I keep thinking about that scene in “When Harry Met Sally,” where Harry Burns is sitting with his friend Jess at a football game, absentmindedly doing the wave along with the crowd while explaining that his wife has just left him.

“And do you know, I knew?” says Harry, “I knew the whole time that even though we were happy it was just an illusion and that one day she would kick the shit outta me.”

It wasn’t necessarily that I knew I would lose my job in a company-wide layoff less than two years after I started. It’s just that when I was sitting at a cafe in Hamburg, Germany, with my husband a few months ago, on our first real vacation, drinking Duckstein and eating schnitzel in the early autumn sun, I was so acutely aware of how perfect the moment was, how grateful I was to be there, how lucky we were to be in a position to take this trip, how it never would have happened if I hadn’t gotten this job. And how we could lose all of in a moment.

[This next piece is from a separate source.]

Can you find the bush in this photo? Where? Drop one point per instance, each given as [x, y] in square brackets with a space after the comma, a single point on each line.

I never, not even in my happiest moments, lost my fear that the stability and happiness was an illusion, and one day it would kick the shit out of me.

Being grateful and aware of your blessings and privilege is one thing; feeling like the grim reaper is quietly following you around and standing in the corner of every happy moment is another. I’ve spent years in therapy trying to detangle all of the trauma of growing up in a financially unstable home with a parent who was terminally ill, only to have the exact thing I was afraid of—losing my job—happen.

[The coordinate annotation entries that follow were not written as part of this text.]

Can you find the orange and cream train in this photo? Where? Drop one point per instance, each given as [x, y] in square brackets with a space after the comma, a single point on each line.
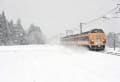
[94, 39]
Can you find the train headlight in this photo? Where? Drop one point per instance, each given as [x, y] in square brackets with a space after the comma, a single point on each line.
[91, 41]
[104, 41]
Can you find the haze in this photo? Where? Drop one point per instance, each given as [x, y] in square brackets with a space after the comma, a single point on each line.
[56, 16]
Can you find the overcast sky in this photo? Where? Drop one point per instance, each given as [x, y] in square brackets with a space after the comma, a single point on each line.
[56, 16]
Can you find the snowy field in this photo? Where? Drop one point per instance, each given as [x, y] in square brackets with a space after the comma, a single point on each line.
[55, 63]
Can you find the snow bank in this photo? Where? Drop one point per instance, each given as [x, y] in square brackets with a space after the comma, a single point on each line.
[55, 63]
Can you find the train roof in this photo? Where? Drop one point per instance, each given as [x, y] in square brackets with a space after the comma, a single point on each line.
[91, 31]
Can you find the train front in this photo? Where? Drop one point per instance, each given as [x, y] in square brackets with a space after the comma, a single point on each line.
[97, 39]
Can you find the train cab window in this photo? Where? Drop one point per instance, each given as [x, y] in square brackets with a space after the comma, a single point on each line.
[97, 31]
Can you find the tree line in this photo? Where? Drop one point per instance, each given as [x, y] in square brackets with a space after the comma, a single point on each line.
[14, 34]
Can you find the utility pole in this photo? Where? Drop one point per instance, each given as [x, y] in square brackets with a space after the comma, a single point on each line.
[81, 27]
[114, 41]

I worked and I planned and I saved and I therapied and I vacationed and I still, after all of that, lost my job and landed back at square one.

Yesterday I fielded a call from a recruiter for what is 100% a pyramid scheme to get unsuspecting young professionals to sell cable TV to innocent shoppers just trying to buy toilet-paper at Walmart, and another call from an online apparel company in which all of the models look like Tomi Lahren in a Hallmark Christmas movie for neo-nazis.

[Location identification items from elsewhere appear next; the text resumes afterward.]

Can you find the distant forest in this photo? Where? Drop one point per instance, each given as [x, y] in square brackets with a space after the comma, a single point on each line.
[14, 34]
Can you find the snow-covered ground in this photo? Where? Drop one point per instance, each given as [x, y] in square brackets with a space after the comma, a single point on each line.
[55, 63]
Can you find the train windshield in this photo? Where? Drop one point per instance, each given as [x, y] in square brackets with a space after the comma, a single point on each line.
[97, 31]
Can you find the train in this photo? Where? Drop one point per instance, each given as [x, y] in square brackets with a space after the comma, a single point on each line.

And it’s hard for me not to feel like it was my fault, for believing that I could be happy in the first place, or for daring to say out loud that I wanted anything at all.

I know I will be fine. I have a great resume full of amazing experiences and I’ve already interviewed with a recruiter for a staffing agency (a real one, not a scammy one) and there is an opportunity out there, waiting for me.

But right now, today, I’m resentful and tired.

Not just because job searching is stressful and I may be facing a pay cut or a substantial lapse in regular income, but because as a woman in the workplace, a job change in this stage of my life resets the clock on how long it may take before I’m in a financial position to pursue all of the other things I hoped to do in my early 30’s, like have a baby. Buy a house. Pursue a master’s degree.

It’s not even just about my own needs and my own dreams, but about the systemic economic injustice that exists for all women. Because we make pennies on the dollar compared to our male colleagues. Because when healthcare is tied to our employment, we have to be almost supernaturally strategic about waiting until we’re eligible for benefits to try to have a baby, but get pregnant soon enough that they won’t legally be able to eliminate our jobs when Q4 sales take a nose-dive. Because you can’t admit that you’re trying to get pregnant to anyone at the office without risking that promotion you’ve worked so hard to earn. Because maternity leave, in the United States of America in the Year of Our Lord Two-Thousand Nineteen, is still not federally mandated. Because employers can still choose not to cover medical benefits for our transgender siblings or fertility treatments for queer couples. Because even if they do get healthcare coverage through their employer, for black and brown women, that care is often subpar and life-threatening.

(Elizabeth Warren, if you’re reading this, please let me come work for your campaign.)

Anyway, if you need me, I’ll just be over here thinking about income inequality and the economics of happiness. And I guess, for the first time in quite awhile, writing. I suddenly have a lot of time on my hands.